Lisa Schmidt (künstlerische Leiterin, Kunstverein Hildesheim), die das Arbeits-Projekt zusammen mit Nadine Zeidler (assistant curator, Nottingham Contemporary) entwickelte, führt ihr Interesse nicht nur darauf zurück, dass die Diskussion über Arbeitsformen und -bedingungen hoch im Kurs steht (Stichwort Prekariat), sondern greift auf ihre Erfahrung als Kuratorin und ‚Kulturarbeiterin‘ zurück. Kulturelle Produkte, also im Kunstverein Hildesheim meist Ausstellungen, entwickelten sich immer in Relation zum normalen day-to-day-business, so Schmidt: „Zu einer Ausstellung gehört auch die Realität ihrer Entstehung, verschiedene Verpflichtungen, mit denen man umgehen muss, aber auch Gewohnheiten und Routinen und natürlich die Zusammenarbeit mit anderen.“ Das Projekt wolle diese Prozesse offenlegen und zum Austausch zwischen den Kultur-Akteuren anregen.

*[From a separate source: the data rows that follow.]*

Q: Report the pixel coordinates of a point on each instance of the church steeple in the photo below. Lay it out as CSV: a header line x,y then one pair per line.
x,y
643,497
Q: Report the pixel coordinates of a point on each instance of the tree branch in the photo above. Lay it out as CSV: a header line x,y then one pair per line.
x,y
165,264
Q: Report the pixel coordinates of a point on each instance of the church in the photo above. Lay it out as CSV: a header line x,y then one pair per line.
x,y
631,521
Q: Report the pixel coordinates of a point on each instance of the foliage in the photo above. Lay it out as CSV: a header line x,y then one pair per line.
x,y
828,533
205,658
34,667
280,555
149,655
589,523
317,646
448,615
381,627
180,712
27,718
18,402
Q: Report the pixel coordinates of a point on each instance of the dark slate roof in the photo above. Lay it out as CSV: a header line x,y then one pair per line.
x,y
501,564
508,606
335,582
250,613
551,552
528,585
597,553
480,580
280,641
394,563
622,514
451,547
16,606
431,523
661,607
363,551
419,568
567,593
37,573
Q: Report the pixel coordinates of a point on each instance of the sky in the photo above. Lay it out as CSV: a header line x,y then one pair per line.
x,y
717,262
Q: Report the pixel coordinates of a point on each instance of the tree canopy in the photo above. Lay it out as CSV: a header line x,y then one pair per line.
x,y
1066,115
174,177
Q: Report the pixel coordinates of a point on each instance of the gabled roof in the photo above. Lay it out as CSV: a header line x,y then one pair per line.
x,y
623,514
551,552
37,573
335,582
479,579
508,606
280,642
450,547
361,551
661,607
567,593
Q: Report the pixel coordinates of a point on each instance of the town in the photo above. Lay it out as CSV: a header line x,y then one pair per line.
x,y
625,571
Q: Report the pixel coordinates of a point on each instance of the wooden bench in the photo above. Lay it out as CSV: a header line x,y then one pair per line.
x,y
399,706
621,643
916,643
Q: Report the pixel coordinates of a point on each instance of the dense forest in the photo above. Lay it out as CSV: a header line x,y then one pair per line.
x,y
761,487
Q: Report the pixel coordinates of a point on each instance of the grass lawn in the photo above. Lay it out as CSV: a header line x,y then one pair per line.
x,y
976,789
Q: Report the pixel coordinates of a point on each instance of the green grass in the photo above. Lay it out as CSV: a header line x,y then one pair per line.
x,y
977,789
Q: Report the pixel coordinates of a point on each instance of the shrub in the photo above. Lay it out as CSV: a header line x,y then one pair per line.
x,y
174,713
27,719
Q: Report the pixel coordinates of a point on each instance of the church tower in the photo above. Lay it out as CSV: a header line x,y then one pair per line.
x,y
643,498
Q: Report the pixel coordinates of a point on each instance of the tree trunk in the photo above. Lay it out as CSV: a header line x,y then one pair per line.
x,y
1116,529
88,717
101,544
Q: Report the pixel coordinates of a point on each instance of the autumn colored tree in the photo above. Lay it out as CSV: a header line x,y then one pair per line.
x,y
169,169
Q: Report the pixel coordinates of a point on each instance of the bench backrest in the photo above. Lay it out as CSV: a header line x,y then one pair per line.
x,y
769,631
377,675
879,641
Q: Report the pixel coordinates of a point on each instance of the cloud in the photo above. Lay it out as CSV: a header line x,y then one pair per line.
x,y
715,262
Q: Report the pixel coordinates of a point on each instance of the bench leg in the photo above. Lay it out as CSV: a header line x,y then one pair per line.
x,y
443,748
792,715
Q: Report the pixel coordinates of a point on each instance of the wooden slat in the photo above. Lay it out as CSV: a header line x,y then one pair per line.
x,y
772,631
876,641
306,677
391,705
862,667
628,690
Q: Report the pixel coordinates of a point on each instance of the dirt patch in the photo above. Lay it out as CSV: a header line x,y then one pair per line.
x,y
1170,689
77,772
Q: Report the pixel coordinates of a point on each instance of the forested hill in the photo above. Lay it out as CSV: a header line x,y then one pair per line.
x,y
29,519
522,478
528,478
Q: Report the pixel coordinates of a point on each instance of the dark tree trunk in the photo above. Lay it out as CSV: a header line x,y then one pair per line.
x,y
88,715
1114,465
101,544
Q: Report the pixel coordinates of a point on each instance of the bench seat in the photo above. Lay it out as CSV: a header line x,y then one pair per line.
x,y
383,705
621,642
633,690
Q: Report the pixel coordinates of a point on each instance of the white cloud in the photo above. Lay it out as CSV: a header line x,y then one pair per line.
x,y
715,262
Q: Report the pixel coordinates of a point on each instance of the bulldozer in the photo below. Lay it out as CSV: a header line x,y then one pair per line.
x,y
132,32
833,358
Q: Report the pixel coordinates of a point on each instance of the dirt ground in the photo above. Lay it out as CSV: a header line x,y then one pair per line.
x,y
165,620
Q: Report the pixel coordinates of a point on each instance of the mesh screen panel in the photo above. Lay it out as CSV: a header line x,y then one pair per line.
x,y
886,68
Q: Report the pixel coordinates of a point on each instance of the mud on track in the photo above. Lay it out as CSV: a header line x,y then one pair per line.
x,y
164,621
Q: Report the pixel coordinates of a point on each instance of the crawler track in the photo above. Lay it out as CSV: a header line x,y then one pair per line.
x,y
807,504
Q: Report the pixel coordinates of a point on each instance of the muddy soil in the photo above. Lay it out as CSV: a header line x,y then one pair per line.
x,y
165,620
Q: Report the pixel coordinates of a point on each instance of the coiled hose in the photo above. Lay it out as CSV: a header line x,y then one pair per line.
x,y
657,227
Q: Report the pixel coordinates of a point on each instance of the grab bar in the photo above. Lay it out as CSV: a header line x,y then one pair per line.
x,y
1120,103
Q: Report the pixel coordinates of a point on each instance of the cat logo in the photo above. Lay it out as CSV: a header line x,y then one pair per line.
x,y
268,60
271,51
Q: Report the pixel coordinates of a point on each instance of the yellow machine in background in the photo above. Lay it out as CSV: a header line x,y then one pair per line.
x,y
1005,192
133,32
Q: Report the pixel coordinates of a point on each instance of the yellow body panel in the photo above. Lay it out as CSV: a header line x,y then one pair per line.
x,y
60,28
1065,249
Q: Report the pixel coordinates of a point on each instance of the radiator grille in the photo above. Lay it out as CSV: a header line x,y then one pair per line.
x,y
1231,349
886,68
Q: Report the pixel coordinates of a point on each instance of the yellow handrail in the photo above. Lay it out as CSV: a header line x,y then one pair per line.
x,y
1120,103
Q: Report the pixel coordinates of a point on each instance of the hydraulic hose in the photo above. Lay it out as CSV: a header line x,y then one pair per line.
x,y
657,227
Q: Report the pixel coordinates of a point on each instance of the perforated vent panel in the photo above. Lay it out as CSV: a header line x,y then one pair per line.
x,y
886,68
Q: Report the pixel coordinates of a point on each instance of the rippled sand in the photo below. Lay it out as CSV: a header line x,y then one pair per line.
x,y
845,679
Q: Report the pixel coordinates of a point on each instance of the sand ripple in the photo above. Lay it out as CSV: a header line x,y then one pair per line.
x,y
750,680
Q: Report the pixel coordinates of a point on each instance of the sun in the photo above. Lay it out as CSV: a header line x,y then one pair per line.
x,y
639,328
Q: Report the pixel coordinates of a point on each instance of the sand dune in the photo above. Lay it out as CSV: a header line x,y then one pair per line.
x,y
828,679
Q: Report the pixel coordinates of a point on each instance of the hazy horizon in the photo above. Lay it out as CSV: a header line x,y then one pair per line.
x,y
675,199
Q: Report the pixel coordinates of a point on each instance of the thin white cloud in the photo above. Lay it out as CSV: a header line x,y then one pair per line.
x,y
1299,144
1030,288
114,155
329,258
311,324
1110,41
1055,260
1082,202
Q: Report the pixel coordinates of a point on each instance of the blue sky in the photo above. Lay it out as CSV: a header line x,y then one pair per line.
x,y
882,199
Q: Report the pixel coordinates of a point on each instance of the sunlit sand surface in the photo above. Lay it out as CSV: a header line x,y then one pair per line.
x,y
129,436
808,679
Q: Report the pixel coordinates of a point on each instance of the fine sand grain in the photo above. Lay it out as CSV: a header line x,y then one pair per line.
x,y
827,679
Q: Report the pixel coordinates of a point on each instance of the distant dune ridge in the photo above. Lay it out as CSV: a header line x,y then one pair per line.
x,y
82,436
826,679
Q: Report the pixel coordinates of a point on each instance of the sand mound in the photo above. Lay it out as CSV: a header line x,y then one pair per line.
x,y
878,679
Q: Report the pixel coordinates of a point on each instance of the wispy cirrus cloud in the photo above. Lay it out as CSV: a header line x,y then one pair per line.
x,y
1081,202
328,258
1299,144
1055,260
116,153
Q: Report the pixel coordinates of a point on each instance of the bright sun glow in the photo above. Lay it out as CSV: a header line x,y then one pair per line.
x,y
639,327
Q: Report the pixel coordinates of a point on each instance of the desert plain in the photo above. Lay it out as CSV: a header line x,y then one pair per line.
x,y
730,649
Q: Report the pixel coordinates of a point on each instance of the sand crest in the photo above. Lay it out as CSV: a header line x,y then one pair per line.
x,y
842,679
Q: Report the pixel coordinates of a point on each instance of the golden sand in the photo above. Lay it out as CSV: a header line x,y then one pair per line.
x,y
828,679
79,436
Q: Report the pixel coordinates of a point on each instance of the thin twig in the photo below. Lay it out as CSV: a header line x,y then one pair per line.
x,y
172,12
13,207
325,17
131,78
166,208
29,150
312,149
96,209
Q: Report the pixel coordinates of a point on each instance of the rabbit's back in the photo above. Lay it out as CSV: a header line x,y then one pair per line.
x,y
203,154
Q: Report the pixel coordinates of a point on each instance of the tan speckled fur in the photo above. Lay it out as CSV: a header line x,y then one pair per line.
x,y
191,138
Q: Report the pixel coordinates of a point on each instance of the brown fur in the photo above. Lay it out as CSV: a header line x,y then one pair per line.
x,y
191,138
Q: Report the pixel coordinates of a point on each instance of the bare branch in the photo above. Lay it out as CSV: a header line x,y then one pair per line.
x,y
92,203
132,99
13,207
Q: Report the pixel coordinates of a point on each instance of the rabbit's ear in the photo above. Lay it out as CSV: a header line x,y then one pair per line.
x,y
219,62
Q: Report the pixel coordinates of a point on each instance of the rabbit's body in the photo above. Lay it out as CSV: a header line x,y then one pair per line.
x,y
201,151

Damit stehen bei »work in progress_working process« nicht die Kulturprodukte im Vordergrund, nicht das Kunstwerk, die Theateraufführung, Performance oder das Musikstück, sondern das ‚Wie‘ ihrer Entstehung und Umsetzung. Das zentrale Interesse gilt den Prozessen, Aspekten, Bedingungen und Konsequenzen ihrer Konzeption und Organisation sowie damit verbundenen Rollenzuschreibungen und Selbst-Management-Strategien.

Dass Schmidt und Zeidler gewillt sind, selbst diese Prozesse offenzulegen, beweisen sie schon vor der eigentlichen Veranstaltung im Februar. Um den Sitz des Kunstvereins, einen alten Wachturm aus dem 15. Jahrhundert, für »work in progress_working process« vorzubereiten, starteten sie einen Aufruf an Einzelpersonen und Teams, Konzepte zu entwickeln: „Der Turm stellt für jede ‚normale‘ Ausstellung schon eine Herausforderung dar“, erläutert Lisa Schmidt, „aber im Februar soll hier ja nicht Kunst angeschaut, sondern diskutiert, gegessen, geschrieben, reflektiert, gehört, gebaut und gelebt werden. Dazu brauchen wir eine andere Raumgestaltung. Dass wir Außenstehende aufrufen, Gestaltungsvorschläge zu machen, ist auch für uns ein Experiment und der erste Schritt in der Umsetzung des Projekts. Wir sind selbst gespannt was passiert.“ Man müsse sich mit der Frage auseinandersetzen, wie ein Raum beschaffen sein muss, in dem unterschiedliche Austausch-, Präsentations- und Forschungsformate stattfinden können und sich fragen wie ein Ausstellungsraum Aufenthaltsort und Produktionsraum gleichzeitig sein kann. Für die Realisierung eines Gestaltungskonzepts stellt der Kunstverein ein Produktionskostenbudget von 1.000 € bereit. Die Umsetzung im Kehrwiederturm ist für Freitag, den 28. Januar bis Samstag, den 29. Januar geplant. Ideen, Modelle aber auch utopische Entwürfe können noch bis zum 18. Januar eingereicht werden. Wer sich vorher schon einmal im Turm umsehen möchte, kann dies an zwei Besichtigungsterminen: Sonntag, den 9. Januar von 14.00 – 16.00 sowie am Mittwoch, den 12. Januar von 16.00 – 18.00 stehen Turm und die Projektorganisatoren zur Verfügung.